Dr. C. Kunhan Raja was Director of Adyar Library, Theosophical Society, Madras.
While I was in the Hall during the one day I was in the Ashram, I took my seat along with others. I sat for hours together both in the forenoon and in the afternoon. Except for the first few words of greetings and my reply thereto, I did not talk at all. Though there was no actual talk between us, there was an unbroken communion.
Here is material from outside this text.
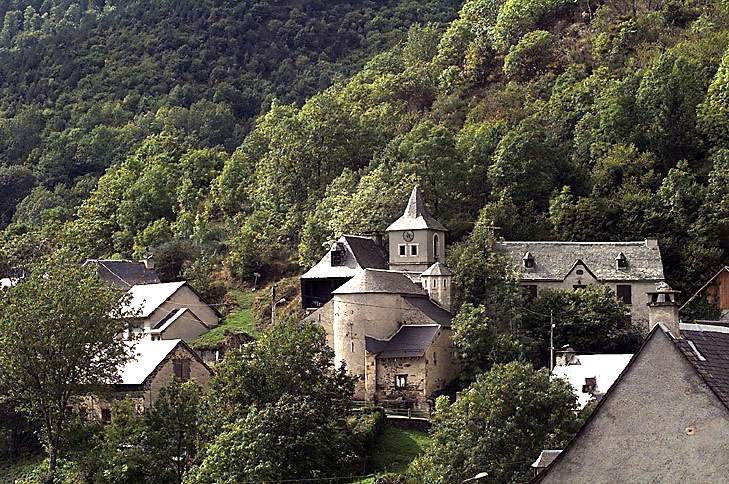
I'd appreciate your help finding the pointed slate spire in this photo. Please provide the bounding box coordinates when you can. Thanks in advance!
[387,185,447,232]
What produced on me a great impression is the repose, the unruffled calmness that prevailed in the place as a result of the presence of the Maharshi. He seldom spoke. There was always a look of serene joy in his face; sometimes it glowed up into a lustre of bliss; at times I noticed that he rose into a state of samadhi or trance. But that look of blissful peace was always there. I cannot say he was unaware of his surroundings; indeed, he was always in the fullness of unbroken awareness, but the surroundings made no fluctuations in him. When people prostrated themselves before him or when they offered presents, there was the same look on his face. The mode of salutation and the mode of approach made no difference to him. To him, it was one, continuous state of serene peace and joy – ananda.
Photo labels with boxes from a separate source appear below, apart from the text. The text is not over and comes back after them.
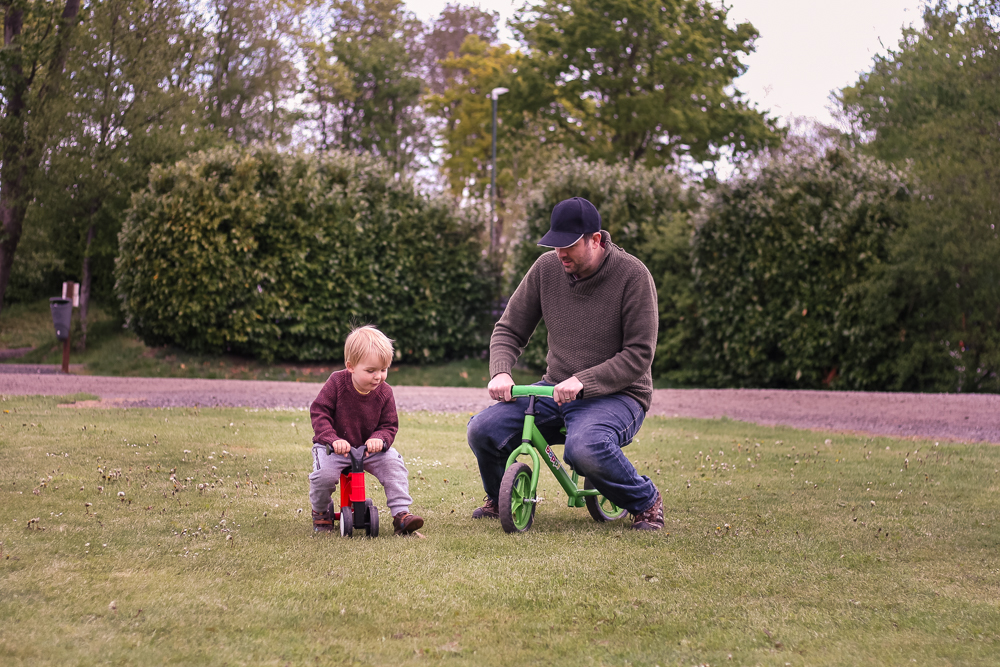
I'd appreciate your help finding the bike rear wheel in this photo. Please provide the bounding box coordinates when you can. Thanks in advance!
[500,463,535,533]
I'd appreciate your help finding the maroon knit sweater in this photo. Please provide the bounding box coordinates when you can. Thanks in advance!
[309,369,399,449]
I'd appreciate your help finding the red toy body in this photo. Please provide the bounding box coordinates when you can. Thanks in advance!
[330,447,378,537]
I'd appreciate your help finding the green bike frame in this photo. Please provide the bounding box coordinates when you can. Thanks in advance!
[506,385,600,507]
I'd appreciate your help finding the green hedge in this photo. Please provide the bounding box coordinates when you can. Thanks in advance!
[509,159,695,375]
[115,147,493,362]
[692,148,910,388]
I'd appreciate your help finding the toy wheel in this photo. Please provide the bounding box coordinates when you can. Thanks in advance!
[340,507,354,537]
[583,479,628,523]
[365,500,378,537]
[500,463,535,533]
While he appears quite unconcerned with things around him, he was not only attentive but also alert in correcting pronunciation in the recitation of Tamil verses.
The very fact that the Maharshi makes enquiries about the visitors, looks into his correspondence, pays attention to the cleanliness and tidiness ofhis environment, keeps certain programmes in his daily routine and sticks to them with punctuality, shows that to him this physical world is an integral part of the Reality.
The Maharshi is a linguist, knowing, besides his Tamil in which he is a great author and poet, English, Sanskrit, Telugu and Malayalam. He spoke the three South Indian languages with perfect ease.
It was a great privilege for me to visit the Ashram. Till now I had only read about the Maharshis in the puranas. The presence of a Maharshi in this world at a time when there is utter anarchy in science, must be an eye-opener for the scientists, in that they will think of expanding the scope of science so as to include the truth of the scientist himself, instead of confining science to what the scientist is aware of as external, objective reality.1
1. Refer Paul Brunton: “The most astounding discoveries will come when our scientists turn away for a while from metal and stone and electricity to examine and explore the nature of self within the laboratory of man. Scientists already know that the real seeing agent in sight is not the eye but the mind that uses that organ. They have yet to discover what it is that works the mind. And when they do that they will come into contact with the real Self of man, the being out of whom both mind and body derive their existence and maintain their lives.” A Message from Arunachala (1936).